Let’s go through the method for positive grading, step by step:
- Walk the perimeter of your house to identify areas that have a negative grade. Use a 2×4 or another flat object like a 4 or 6’ level to gauge grade by laying one end flat against your house, resting it on the earth. Check for level. If it is level or negatively graded, then you need to backfill.
- Remove all vegetation that is touching or within a foot of your house. Also, remove any mulch or decorative stones that might act to suck up water and bring it towards your foundation walls.
- Add grading topsoil against your house in areas that need a positive grade.
- Using a metal rake, pull soil away from the house to achieve a gradient with at least 1” drop for every 20”.
- Compact with a tamper. This is an important step as simply raking and leaving it could result in additional settling over time, ruining the grade.
- Now identify spots that need to have soil removed. These will be areas that already have a positive grade but may have some minor humps that impede water flow.
- Remove fill and use the metal rake to achieve the proper gradient, tamping and raking as necessary.
- Return with your level or flat piece of wood to ensure all areas have a continuous grade up to 10’ beyond your house.
Other Land Grading Techniques
You may be unable to properly grade along your house due to property lines or other obstructions in many instances. In that case, you have alternative options that, while more labor-intensive, can still work to divert water away from your house.
The first option is to simply create a swale. The term “swale” is just a fancy name for a ditch that diverts water away from your house. In tightly-packed neighborhoods, you’ll notice that between houses there is – or should be – a dip in the earth running the length of the homes and leading to a larger drainage ditch. Lacking space along your home, you can run a ditch parallel to your home to an area with positive grading.

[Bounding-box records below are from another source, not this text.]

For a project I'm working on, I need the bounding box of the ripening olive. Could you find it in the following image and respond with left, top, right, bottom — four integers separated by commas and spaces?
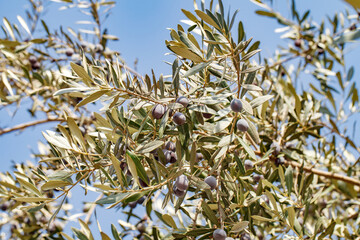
170, 152, 177, 163
294, 39, 301, 47
175, 175, 189, 191
253, 174, 264, 182
163, 149, 171, 163
270, 142, 281, 154
95, 43, 104, 53
128, 201, 137, 208
65, 48, 74, 57
240, 233, 251, 240
173, 112, 186, 125
173, 185, 185, 197
204, 176, 217, 190
151, 104, 165, 119
31, 62, 41, 70
236, 118, 249, 132
29, 56, 37, 64
196, 153, 204, 161
176, 96, 189, 107
244, 159, 254, 171
213, 229, 227, 240
165, 141, 176, 152
203, 113, 212, 119
136, 223, 146, 233
230, 99, 243, 112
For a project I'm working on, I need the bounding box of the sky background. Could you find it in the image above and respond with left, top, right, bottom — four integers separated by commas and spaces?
0, 0, 359, 239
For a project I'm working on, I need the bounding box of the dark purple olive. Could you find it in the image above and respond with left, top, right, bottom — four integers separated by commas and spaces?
170, 152, 177, 163
173, 185, 185, 197
203, 113, 212, 119
137, 196, 146, 204
240, 233, 251, 240
253, 174, 264, 182
349, 23, 356, 31
173, 112, 186, 125
213, 229, 227, 240
139, 178, 149, 188
270, 142, 281, 155
31, 62, 41, 70
65, 48, 74, 57
165, 141, 176, 152
128, 201, 137, 208
29, 56, 37, 64
95, 43, 104, 53
151, 104, 165, 119
196, 153, 204, 161
163, 149, 171, 163
236, 118, 249, 132
0, 202, 10, 211
175, 175, 189, 191
261, 195, 269, 204
244, 159, 254, 171
136, 223, 146, 233
176, 96, 189, 107
275, 157, 285, 167
230, 99, 243, 112
294, 39, 301, 47
204, 176, 217, 190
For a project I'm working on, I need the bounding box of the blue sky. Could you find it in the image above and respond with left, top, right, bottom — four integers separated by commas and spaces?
0, 0, 359, 238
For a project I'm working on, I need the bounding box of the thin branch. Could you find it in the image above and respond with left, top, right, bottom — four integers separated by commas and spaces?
0, 118, 65, 136
285, 160, 360, 186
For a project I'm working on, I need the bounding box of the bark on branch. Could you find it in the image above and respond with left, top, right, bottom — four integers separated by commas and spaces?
0, 118, 65, 136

If you have space, but your yard is level or negatively sloped, you can make a ditch a couple of feet deep and a foot wide, place a perforated plastic pipe sheathed in mesh at the bottom, and backfill with ¾” clear gravel.
Creating one of these french drains parallel to your home and leading to an area further away to where the grade is positive can help keep your home free of water.
How Much Does It Cost to Regrade Around a House?
Regrading around your home can cost under $1000 if all you need is some more backfill. You’ll pay for a load of earth delivered to your home plus a couple of guys to spread it, tamp it, and grade it to achieve a positive grade of at least 6” per 10’.
If you need to dig out a drain or just create a swale, then you’ll probably be paying for a landscaper to come out with a small backhoe or ditch digger plus several guys to shovel gravel and move dirt. This would be no less than $2000. For larger homes needing a perimeter drain, then you’ll be looking at the cost of over $5000.
Water in your basement can be an extremely frustrating and costly event that many homeowners experience from time to time. The great news is that you can often mitigate that issue by simply adding topsoil.
Even better, the addition – or removal – of topsoil is a cheap solution that just about any homeowner can accomplish with a little time and effort. Just be sure the material you choose to backfill with is clean and clear and won’t hold or let the water filter through. Your local landscaping supply store will be able to direct you in the right direction.
Lastly, positive grading is just one of the many solutions for keeping water away from your home. Proper gutters, downspouts, and footing drains are also critical to creating a dry house. But a dry basement or crawl space starts with positive grading.